Double click to read the info describing the next photo.







The highlight of Nolan's day was seeing coyotes.  We saw two white ones when we were eating lunch but didn't get photos.


Monday, April 23, 2012

Natural Bridges National Monument


From the NPS brochure: "In 1883 prospector Cass Hite wandered up White Canyon from his base camp along the Colorado River.  In search of gold, he found instead three magnificent bridges water had sculpted from stone.  In 1904 The National Geographic Magazine publicized the bridges, and in 1908 President Theodore Roosevelt established Natural Bridges National Monument, creating Utah's first National Park System area. 

Several names have been applied to the bridges.

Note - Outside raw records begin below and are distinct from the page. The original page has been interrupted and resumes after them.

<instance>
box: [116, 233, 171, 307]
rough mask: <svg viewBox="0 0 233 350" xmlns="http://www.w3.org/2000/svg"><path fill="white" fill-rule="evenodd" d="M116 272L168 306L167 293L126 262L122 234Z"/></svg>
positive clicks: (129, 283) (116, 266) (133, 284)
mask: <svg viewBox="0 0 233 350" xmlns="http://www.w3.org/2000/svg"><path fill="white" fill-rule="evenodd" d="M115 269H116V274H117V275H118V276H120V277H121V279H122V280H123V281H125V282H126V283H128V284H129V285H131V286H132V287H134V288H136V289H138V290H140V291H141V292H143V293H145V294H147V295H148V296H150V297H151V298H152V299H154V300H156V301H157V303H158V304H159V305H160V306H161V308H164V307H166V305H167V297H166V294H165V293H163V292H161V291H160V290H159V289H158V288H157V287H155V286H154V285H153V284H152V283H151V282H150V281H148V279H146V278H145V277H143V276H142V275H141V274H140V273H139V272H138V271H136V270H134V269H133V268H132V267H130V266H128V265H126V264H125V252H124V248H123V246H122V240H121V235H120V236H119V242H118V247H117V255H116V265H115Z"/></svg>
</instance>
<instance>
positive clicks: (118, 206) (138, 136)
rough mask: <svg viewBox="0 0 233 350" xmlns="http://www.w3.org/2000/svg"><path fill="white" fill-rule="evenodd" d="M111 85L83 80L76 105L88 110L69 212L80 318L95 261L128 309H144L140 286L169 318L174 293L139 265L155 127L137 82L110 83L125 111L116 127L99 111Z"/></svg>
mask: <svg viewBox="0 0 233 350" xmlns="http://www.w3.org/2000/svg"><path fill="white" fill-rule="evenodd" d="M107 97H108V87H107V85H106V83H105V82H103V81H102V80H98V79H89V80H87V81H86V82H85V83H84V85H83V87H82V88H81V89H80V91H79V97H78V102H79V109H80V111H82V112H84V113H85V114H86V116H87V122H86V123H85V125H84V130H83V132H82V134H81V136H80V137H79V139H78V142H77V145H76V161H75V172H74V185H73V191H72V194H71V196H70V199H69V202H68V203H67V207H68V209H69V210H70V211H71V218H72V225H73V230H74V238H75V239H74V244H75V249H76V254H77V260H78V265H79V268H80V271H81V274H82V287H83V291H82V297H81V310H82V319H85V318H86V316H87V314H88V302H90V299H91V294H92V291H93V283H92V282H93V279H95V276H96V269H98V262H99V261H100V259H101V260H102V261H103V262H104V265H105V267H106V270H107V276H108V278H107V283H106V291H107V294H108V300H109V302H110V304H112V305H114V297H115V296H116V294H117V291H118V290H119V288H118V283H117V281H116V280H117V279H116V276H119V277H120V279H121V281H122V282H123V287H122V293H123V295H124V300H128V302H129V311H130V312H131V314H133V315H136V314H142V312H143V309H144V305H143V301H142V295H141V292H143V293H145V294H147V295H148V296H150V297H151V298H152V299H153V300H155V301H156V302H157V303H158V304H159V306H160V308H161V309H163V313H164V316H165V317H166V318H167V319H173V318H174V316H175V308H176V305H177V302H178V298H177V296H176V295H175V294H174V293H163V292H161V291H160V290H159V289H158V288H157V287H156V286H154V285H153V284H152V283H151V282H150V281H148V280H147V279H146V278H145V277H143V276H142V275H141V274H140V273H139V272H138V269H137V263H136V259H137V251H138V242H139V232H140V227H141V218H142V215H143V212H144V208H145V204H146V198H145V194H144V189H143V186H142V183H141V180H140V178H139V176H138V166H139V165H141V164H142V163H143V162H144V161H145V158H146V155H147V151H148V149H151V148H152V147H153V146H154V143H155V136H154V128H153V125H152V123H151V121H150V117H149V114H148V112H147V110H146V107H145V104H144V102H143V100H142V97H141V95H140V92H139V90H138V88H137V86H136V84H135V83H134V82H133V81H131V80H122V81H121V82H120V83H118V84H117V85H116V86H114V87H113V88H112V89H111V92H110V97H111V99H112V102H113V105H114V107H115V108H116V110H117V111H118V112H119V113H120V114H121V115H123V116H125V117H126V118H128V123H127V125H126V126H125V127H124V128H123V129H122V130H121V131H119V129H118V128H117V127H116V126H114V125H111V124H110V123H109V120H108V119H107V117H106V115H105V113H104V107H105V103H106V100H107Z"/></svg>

First named President, Senator and Congressman in order of height, the bridges were renamed Augusta, Caroline, and Edwin by later explorer groups.  As the park was expanded to protect nearby Puebloan structures, the General Land Office assigned the Hopi names Sipapu, Kachina, and Owachomo in 1909.



Sipapu means "the place of emergence," an entryway by which the Hopi believe their ancestors came into this world.


Millions of years ago these sandstones were deposited and then slowly uplifted as part of the Colorado plateau.  Erosional forces gradually created today's canyons and landscpae. 



Kachina is named for rock art sysmbols on the bridge that resemble sysmbols commonly used on kachina dolls.



Owachoma means "rock mound," a feature atop the bridge's east abutment."


Due to an injured knee, this is the only bridge we hiked to because it has the easiest hike.   It is the smallest in both height (106') and span (180') of the three bridges.


The hike to the bridge was pretty easy to moderate.




Nolan worked hard to make sure it didn't fall while we were there.


If you walk under the bridge and go either right or left, you will find green pools of water. 

Sitting in the shade under the bridge.


From the other side.

Nolan finally got a lizard to sit still long enough to take a picture.

The trail back to the trailhead at the top of the rise.


On the way out of the park we stopped to read this sign.


The Bear's Ears



As we drove east toward Blanding, we went through this huge cut in the bluff.  I bet it's 100' deep.